The prospect of going to war only reinforces the Cossacks' belief that they are weakened by the witches and must be drowned: a task that Zabroha pursues with ruthless energy instead of preparing for war.

The show ends with the villagers discovering a witch after drowning a number of innocent women. But the witch has the last laugh, casting a spell that causes Zabroha to marry an unattractive woman from the village.

He is eventually dismissed by his superiors for neglecting his duties in preparing for defense against the Russians.

The current war against Russia has pushed many young Ukrainians to discover theater for themselves, said Evhen Nyshchuk, the director of the Ivan Franko Theater, which stages classics that usually appeal to older audiences.

In addition to the sold-out shows, posts with the hashtag “The Witch of Konotop” have been viewed 35 million times on TikTok, which is used primarily by young people in Ukraine.

In addition to young people's interest in their history, theater critic Vynnychenko said, many cultural events and concerts they are usually attracted to have been canceled because of the war, leaving them with few entertainment options.

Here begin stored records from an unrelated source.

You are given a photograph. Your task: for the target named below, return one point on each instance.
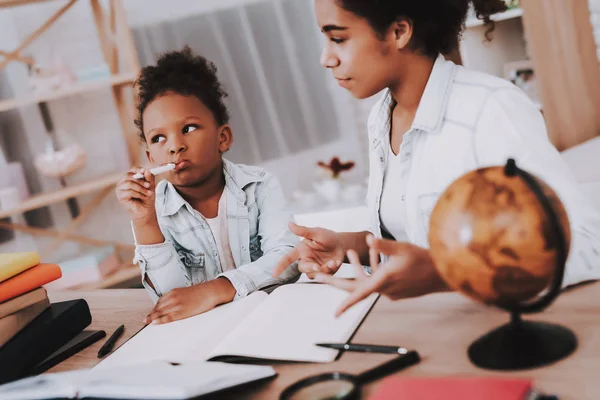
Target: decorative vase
(329, 189)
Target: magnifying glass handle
(398, 363)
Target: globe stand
(521, 345)
(528, 344)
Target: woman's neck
(409, 87)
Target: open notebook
(283, 325)
(151, 381)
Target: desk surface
(439, 326)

Anastasia Shpytalenko, 15, attended the show one recent evening with a group of friends after waiting in line for five hours to buy tickets. “We heard she was very popular and wanted to try it,” she said.

The show “shows us what our culture really is,” said Daria Filonenko, 15, while another, Anastasia Yakushko, 16, chimed in: “This show is just wow! Sometimes, it seems, the old can be more interesting than the new.

Witches have a strong resonance in Ukrainian culture and are a mainstay of its folk customs. Early in the war, a video of the real city of Konotop in northeastern Ukraine went viral online. He captured a woman approaching a tank as Russian forces advanced into Ukraine. He invokes the witches to challenge the soldiers.

“Do you even know where you are? It's Konotop,” the woman said. “Here every second woman is a witch,” she added before telling a Russian soldier that she would be cursed with impotence.

A Ukrainian pop song about a witch who curses the enemy, written by poet Liudmyla Horova, can often be heard in cafes. “Enemy, you will get what the witch gives you,” the text says.

After two years of war, witch-themed souvenirs and T-shirts have also proliferated across Ukraine. A clothing brand has created a T-shirt depicting a witch dressed in khaki camouflage flying a shoulder-fired anti-tank missile instead of a broom. All this fuels the show's popularity, organizers said.

“Ukrainians,” said Mr. Uryvsky, the theater's director, “are attracted to the image of the witch.”